Australia’s peak oil and gas body, Appea, on August 27 hailed the Victorian opposition’s recognition that natural gas is central to a cleaner energy future. It said that opposition leader Matthew Guy’s pledge to end natural gas bans and use the energy source to replace coal and partner with renewables on the road to net zero was a sensible position backed by experts.

“This position understands the fundamental energy system changes occurring globally – with natural gas widely acknowledged to have a central, and even wider, role in the future energy mix than it does today,” Appea CEO Samantha McCulloch said.

McCulloch said Guy had called out the untenable position of Victoria relying heavily on coal-powered electricity while having minimal onshore gas production because of a decade of development bans.
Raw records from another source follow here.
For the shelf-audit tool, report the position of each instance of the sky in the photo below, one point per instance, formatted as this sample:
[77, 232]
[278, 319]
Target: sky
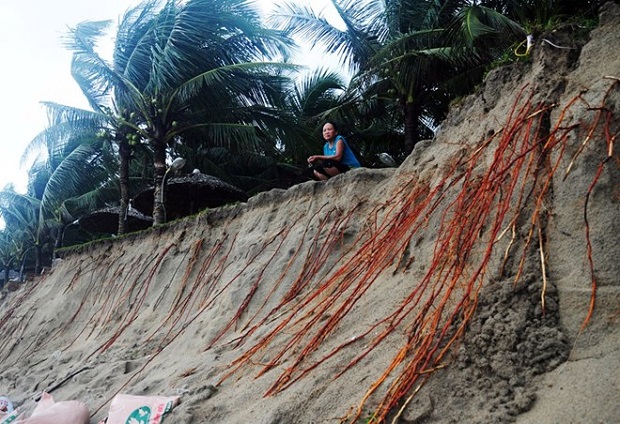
[36, 67]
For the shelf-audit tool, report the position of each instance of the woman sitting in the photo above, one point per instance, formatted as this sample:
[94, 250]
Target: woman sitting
[337, 156]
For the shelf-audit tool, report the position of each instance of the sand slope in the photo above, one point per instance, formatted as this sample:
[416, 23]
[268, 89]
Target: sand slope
[452, 289]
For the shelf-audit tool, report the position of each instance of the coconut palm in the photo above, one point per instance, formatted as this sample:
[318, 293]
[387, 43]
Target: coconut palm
[183, 69]
[407, 57]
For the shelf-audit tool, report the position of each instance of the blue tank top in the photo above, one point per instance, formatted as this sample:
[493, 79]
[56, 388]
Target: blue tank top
[348, 157]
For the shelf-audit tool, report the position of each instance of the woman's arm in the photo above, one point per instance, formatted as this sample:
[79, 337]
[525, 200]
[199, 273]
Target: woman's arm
[337, 156]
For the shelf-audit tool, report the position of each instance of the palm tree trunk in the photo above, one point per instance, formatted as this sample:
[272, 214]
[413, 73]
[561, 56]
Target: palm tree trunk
[124, 153]
[159, 162]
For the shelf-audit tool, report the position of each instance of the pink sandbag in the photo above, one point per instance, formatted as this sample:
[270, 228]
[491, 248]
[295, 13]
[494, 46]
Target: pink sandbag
[140, 409]
[9, 417]
[49, 412]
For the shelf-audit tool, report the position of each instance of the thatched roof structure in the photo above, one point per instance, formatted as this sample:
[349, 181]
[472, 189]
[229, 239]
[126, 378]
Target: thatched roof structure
[106, 220]
[190, 194]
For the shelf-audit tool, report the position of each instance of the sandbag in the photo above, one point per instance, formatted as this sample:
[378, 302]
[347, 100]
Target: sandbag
[131, 409]
[9, 417]
[49, 412]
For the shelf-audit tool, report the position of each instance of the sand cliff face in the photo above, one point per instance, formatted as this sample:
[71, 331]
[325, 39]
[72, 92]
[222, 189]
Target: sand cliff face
[452, 289]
Although onshore conventional gas explorations in the state restarted last year, fracking remains banned. The state goes to the polls later in the year. 

“Victorians currently pay A$2 extra for every gigajoule of gas to be transported from Queensland under this policy, which ignores the fundamental rule that the cheapest gas is the gas produced closest to the customer,” she said.

“The industry has announced over $20 billion of new supply investments over the past two years. But little of that has been in Victoria because of a decade of uncertainty, moratoriums and bans. We need certainty and the investment policy settings to be right,” McCulloch added.